District Runner Up: Small Business Person of the Year Featured

9:41am EDT July 22, 2002

Barry Heagren has been an entrepreneur long enough to realize that money isn’t the ultimate prize or the source of all happiness.

Last year, the president and CEO of Advanced Programming Resources Inc., which specializes in supplying contract computer professionals for their information technology expertise, was a runner-up for the prestigious Ernst & Young Entrepreneur Of The Year award. This year, he’s been selected for District Runner Up honors in the SBA’s 2000 Small Business Person of the Year competition.

Heagren embraces a firm belief in striking a balance among the mental, physical and especially spiritual. He encourages his 150 employees to do the same to lead a full and rewarding life.

“I think depending on where you are in your career path, particularly if you’re a young person trying to charge the mountain, you tend to neglect a lot of things that might be important, like the spiritual or family, because you’re driven to get to the next level,” the 53-year-old Heagren says. “I think age has a really good way of bringing balance back into your life.”

Heagren began cultivating his corporate culture with seven partners in 1971 by starting Lancers Personnel. After swapping his interest in Lancers in 1976 to become a partner in HBS and Associates, which specialized in the permanent placement service of computer professionals, he began assembling the elements for his $14 million recruiting concept.

In 1983, Heagren and two partners started Advanced Programming Resolutions. Three years later, with 120 employees and $5.6 million in revenue, they sold the company to AGS, a supplier of computer professionals that was eventually sold several times.

On top of the world after the $4 million buyout, Heagren, then 39, soon realized wealth wasn’t the panacea.

“The money went to my head. I lost my focus and thought I had the Midas touch. I thought I could do anything and was just kind of out there,” he says. “I had the big houses and the cars, but that can all go away in a heartbeat.”

Bad investment decisions and significant personal upheavals forced Heagren to reformulate his priorities and spiritual perspective.

He spent the next few years as a senior executive with AGS, then reignited his entrepreneur’s engine. He’d had the foresight in 1989 to reincorporate the name to Advanced Programming Resources, and in 1993, took APR off the shelf.

Today the company has regional offices in Chicago and Phoenix and a branch sales location in Cleveland. Heagren expects to open a regional office somewhere in the South, probably Atlanta or Charlotte, N.C., within 18 months. APR has attracted more than 200 high-level clients, including 10 Fortune 100 companies such as Lucent, AT&T, Motorola and Allied Signal.

His second company, the $3 million, eight-employee Courtney Staffing, specializes in temporary, associate-to-hire and direct hire staffing.

Heagren’s concerned demeanor and inherent listening skills are only a few reasons why one client, Bob Myers of Retail Planning Associates, says he doesn’t comparison shop anymore.

“Overall, he’s someone who can be trusted.
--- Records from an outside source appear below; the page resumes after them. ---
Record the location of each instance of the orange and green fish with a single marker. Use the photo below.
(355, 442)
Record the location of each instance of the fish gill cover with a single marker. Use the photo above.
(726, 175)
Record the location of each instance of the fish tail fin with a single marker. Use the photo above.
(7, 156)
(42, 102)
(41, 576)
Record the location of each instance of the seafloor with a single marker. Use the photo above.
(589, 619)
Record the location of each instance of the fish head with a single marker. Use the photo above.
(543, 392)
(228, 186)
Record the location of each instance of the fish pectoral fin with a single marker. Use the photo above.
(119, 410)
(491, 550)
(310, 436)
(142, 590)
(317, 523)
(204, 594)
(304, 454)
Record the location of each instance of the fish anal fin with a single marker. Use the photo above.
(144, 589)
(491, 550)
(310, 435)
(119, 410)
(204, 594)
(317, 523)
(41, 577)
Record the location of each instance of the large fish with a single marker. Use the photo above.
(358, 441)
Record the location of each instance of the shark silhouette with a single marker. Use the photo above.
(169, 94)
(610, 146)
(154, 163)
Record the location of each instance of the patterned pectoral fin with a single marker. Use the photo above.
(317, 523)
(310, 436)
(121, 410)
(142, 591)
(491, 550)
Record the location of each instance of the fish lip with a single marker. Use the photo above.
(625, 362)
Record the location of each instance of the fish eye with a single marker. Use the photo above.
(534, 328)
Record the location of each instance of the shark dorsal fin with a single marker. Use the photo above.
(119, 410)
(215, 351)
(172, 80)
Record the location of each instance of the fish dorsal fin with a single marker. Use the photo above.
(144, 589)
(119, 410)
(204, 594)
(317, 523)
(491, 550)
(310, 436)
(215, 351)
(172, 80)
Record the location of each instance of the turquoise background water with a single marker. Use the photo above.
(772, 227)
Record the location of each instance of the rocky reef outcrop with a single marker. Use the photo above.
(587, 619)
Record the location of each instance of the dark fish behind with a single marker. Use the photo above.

He’s very above-board, up-front and honest in every aspect of his business,” says Myers, Retail Planning Associates’ chief technical officer. “He understands my requirements, is flexible with contracts and has value-added customer service. He’s won our business exclusively and created a no-competition environment.”

Heagren’s most basic advice to aspiring entrepreneurs is straightforward: “Stay focused on your market and what you’re going to deliver,” he says. “I think the biggest key is integrity. Do what you say you’re going to do and keep your word. Keep your customers happy, go that extra mile and have fun while you’re doing it.”

In the midst of technology’s lightning-fast takeoffs and IPOs, Heagren remains grounded by giving back to the community. He advocates philanthropic efforts and backs up his words with innovative ideas such as “charity days.” Every department within APR selects a worthy cause each quarter and the company closes one day so that employees can volunteer time — and sometimes money.

“I used to work lots of hours and didn’t always have a balanced life,” Heagren says.

Now, he tempers the rigors of running two multimillion-dollar companies with bicycling, weight training, racquetball and water and snow skiing — and equally important — walking his golden retriever, Griff, every day at 6 a.m.

“It gives me a chance to smell the roses and reflect on what’s going to happen today,” he says. “Building a business can either be an albatross or a great adventure.”